We now illustrate by a simulated example. We assume that the standard errors come from a gamma distribution, and then generate the effects \(\beta_j\) under the ET model so that genes with bigger standard errors tend to have bigger effects.

set.seed(1234)
nsamp      = 1000
betahat.se = rgamma(nsamp,1,1)
beta       = betahat.se * rnorm(nsamp)
betahat    = rnorm(nsamp,beta,betahat.se)
zscore     = betahat/betahat.se
pval       = pchisq(zscore^2,df=1,lower.tail=FALSE)
plot(betahat,-log(pval),pch = 20)

Here is the EE analysis.

library(ashr)
ashEE.res = ash(betahat,betahat.se,method = "fdr",alpha = 0)

And here is how we can perform the ET analysis.

ashET.res = ash(betahat,betahat.se,method = "fdr",alpha = 1)

Now we compare the EE vs ET models:

print(ashEE.res$loglik - ashET.res$loglik)

## [1] -94.5

Then the log likelihood ratio is loglikEE - loglikET = -94.5035. This highly negative loglikelihood indicates that the data strongly favor the ET model, which is expected because the data were generated under this model. (One might be tempted to ask whether the log likelihood ratio is “significant”. We don’t know how to address this question, but suggest in practice it doesn’t matter: if the loglikelihood ratio is positive then use EE, if it is negative then use ET.)

The above illustrates these ideas on simulations from the ET model.

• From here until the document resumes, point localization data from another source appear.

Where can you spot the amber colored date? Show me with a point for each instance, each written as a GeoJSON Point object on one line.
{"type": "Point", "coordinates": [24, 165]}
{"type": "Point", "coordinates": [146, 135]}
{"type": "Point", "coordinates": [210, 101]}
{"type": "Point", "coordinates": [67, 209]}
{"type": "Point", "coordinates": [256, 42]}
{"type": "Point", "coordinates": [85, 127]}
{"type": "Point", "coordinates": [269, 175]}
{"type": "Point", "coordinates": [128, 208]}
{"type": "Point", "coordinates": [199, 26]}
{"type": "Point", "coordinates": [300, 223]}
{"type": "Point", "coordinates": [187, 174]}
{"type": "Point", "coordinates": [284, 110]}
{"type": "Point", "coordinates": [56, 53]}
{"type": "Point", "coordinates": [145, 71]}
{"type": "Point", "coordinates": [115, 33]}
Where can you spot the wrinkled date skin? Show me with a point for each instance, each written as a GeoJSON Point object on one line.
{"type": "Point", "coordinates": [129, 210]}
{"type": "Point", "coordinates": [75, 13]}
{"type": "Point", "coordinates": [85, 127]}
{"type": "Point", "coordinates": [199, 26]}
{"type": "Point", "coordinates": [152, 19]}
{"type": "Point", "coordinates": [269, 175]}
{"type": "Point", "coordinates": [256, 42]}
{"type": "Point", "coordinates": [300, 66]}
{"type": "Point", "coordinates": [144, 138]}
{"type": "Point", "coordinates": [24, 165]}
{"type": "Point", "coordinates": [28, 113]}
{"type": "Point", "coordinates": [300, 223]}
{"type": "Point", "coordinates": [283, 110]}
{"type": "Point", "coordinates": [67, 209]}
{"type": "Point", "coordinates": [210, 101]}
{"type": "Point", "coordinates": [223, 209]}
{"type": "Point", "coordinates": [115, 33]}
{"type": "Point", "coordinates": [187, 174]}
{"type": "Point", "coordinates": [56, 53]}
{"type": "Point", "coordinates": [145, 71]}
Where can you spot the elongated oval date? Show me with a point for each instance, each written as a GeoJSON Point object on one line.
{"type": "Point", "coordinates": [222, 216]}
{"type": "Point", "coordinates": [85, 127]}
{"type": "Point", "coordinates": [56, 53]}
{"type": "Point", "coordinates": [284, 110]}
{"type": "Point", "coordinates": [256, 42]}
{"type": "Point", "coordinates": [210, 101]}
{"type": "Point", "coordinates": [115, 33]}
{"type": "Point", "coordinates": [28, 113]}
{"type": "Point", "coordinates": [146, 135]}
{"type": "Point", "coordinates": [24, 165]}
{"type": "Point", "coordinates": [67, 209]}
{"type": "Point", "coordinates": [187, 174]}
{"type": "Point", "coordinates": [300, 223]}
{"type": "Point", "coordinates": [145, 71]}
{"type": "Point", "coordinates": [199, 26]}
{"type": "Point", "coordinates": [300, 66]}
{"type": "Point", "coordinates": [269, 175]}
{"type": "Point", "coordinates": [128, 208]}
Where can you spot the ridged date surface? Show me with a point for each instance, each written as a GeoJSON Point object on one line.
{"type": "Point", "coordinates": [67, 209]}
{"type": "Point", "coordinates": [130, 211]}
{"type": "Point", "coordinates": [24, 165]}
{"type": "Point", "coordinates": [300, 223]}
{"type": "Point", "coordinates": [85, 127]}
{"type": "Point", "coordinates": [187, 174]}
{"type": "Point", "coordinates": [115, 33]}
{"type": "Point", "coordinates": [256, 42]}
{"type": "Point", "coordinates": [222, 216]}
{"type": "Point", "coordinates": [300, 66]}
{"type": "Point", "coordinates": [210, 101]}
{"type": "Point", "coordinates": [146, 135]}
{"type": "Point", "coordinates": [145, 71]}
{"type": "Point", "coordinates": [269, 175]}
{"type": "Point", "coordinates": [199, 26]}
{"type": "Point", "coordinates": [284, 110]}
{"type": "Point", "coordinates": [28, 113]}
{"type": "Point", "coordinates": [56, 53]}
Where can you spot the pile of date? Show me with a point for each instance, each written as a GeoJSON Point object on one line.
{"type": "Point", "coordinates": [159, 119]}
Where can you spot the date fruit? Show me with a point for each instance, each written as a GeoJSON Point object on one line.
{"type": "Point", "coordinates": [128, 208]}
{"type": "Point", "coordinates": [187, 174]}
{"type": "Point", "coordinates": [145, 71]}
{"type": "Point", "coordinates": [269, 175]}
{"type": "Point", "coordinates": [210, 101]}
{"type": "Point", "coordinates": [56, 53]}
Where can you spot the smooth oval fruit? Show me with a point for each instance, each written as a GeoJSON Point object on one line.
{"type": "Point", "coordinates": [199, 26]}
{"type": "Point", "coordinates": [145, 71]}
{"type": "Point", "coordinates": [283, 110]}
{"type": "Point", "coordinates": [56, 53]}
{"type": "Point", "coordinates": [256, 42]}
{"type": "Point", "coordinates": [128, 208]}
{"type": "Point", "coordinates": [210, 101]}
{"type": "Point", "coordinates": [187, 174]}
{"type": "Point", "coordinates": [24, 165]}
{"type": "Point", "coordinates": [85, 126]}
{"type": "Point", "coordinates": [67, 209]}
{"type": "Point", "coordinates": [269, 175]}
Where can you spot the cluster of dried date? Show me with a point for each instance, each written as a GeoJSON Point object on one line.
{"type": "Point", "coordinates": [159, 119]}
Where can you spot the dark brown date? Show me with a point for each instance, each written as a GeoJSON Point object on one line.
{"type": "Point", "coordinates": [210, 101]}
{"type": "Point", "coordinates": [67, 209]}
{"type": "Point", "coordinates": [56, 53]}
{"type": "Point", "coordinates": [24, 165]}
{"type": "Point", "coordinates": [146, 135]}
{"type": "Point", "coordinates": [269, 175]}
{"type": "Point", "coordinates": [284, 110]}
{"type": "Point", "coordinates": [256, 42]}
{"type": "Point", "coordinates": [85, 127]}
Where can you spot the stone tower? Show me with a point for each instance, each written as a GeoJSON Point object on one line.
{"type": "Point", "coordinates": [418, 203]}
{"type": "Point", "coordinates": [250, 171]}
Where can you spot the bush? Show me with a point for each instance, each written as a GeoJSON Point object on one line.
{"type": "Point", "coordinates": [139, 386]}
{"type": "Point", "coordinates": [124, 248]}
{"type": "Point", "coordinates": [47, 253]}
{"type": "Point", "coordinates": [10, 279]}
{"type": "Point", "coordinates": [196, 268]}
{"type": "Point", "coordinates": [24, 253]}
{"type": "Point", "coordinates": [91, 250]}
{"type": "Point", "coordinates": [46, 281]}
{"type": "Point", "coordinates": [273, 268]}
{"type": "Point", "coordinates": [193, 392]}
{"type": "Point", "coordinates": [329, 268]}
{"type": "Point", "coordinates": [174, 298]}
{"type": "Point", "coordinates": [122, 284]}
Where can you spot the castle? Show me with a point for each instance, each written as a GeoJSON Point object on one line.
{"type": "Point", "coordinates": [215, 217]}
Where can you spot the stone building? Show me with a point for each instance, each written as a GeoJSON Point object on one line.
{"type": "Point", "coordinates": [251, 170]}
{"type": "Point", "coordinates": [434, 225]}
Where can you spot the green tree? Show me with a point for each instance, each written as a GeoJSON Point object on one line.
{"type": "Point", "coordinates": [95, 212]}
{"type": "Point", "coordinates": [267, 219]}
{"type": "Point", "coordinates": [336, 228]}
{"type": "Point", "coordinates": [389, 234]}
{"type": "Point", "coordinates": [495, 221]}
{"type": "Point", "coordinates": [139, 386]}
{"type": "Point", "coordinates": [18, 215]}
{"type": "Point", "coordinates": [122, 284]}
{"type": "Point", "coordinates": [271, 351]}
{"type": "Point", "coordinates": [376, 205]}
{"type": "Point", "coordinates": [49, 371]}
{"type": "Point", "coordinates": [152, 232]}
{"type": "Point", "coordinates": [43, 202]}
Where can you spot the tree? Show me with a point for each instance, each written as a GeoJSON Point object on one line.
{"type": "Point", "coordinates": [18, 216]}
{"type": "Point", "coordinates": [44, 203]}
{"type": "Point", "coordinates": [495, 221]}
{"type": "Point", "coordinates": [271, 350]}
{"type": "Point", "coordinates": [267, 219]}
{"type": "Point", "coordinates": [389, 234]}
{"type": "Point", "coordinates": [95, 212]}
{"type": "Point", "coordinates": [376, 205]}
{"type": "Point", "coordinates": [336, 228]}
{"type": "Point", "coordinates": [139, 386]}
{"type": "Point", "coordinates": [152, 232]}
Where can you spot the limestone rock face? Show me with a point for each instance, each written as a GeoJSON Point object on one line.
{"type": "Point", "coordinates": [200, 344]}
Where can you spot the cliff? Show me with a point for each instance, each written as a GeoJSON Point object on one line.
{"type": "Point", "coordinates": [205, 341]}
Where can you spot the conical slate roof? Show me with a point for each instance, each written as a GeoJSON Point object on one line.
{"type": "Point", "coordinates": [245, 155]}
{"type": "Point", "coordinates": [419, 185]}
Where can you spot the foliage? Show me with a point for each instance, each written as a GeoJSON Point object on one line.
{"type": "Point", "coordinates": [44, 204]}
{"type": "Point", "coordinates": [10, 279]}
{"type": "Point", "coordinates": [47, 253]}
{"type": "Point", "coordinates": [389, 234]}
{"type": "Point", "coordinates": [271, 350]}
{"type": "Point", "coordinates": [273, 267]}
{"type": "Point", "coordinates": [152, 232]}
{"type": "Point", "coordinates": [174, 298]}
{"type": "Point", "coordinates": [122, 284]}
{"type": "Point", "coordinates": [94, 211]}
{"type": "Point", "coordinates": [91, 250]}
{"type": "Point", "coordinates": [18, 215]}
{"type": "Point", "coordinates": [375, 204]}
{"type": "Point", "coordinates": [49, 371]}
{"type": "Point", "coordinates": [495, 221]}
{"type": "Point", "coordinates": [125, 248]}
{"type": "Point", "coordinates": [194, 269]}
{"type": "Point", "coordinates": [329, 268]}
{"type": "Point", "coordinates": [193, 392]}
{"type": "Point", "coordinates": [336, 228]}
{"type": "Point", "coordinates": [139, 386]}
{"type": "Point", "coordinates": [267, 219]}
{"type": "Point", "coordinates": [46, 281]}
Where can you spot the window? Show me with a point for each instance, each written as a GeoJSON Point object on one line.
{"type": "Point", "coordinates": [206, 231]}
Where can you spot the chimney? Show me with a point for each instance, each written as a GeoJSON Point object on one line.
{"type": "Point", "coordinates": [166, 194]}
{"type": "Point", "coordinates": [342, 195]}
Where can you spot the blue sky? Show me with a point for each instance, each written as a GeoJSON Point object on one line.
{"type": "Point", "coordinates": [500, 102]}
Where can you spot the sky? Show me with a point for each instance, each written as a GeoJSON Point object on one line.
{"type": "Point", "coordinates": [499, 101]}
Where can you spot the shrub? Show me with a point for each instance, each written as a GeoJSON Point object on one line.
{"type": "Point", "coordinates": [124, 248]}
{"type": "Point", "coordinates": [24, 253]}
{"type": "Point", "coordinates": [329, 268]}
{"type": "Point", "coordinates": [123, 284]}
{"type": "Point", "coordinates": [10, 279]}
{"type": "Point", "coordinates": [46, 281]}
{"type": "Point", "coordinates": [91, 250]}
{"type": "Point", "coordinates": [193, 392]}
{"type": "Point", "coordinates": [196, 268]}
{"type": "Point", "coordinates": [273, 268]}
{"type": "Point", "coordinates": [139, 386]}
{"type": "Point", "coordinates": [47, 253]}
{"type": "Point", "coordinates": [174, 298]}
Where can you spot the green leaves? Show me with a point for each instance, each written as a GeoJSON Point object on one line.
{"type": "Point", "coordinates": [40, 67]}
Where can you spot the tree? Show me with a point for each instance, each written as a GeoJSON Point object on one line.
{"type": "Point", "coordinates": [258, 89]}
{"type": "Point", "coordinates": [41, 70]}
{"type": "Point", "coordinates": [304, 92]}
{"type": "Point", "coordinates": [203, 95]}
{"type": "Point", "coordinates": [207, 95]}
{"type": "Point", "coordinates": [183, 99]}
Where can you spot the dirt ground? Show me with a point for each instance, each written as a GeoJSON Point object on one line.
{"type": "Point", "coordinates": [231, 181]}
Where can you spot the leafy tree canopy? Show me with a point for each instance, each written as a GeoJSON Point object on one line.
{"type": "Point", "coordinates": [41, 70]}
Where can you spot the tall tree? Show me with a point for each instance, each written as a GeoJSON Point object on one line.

For comparison, we now provide results for simulations under the EE model.

set.seed(1234)
samp       = 1000
betahat.se = rgamma(nsamp,1,1)
beta       = rnorm(nsamp)
betahat    = rnorm(nsamp,beta,betahat.se)
zscore     = betahat/betahat.se
pval       = pchisq(zscore^2,df = 1,lower.tail = FALSE)
ashEE.res  = ash(betahat,betahat.se,method = "fdr",alpha = 0)
ashET.res  = ash(betahat,betahat.se,method = "fdr",alpha = 1)
print(ashEE.res$loglik - ashET.res$loglik)

## [1] 361.7

So here the log likelihood ratio is positive, indicating that the EE model is preferred (which is expected since the data were generated under that model).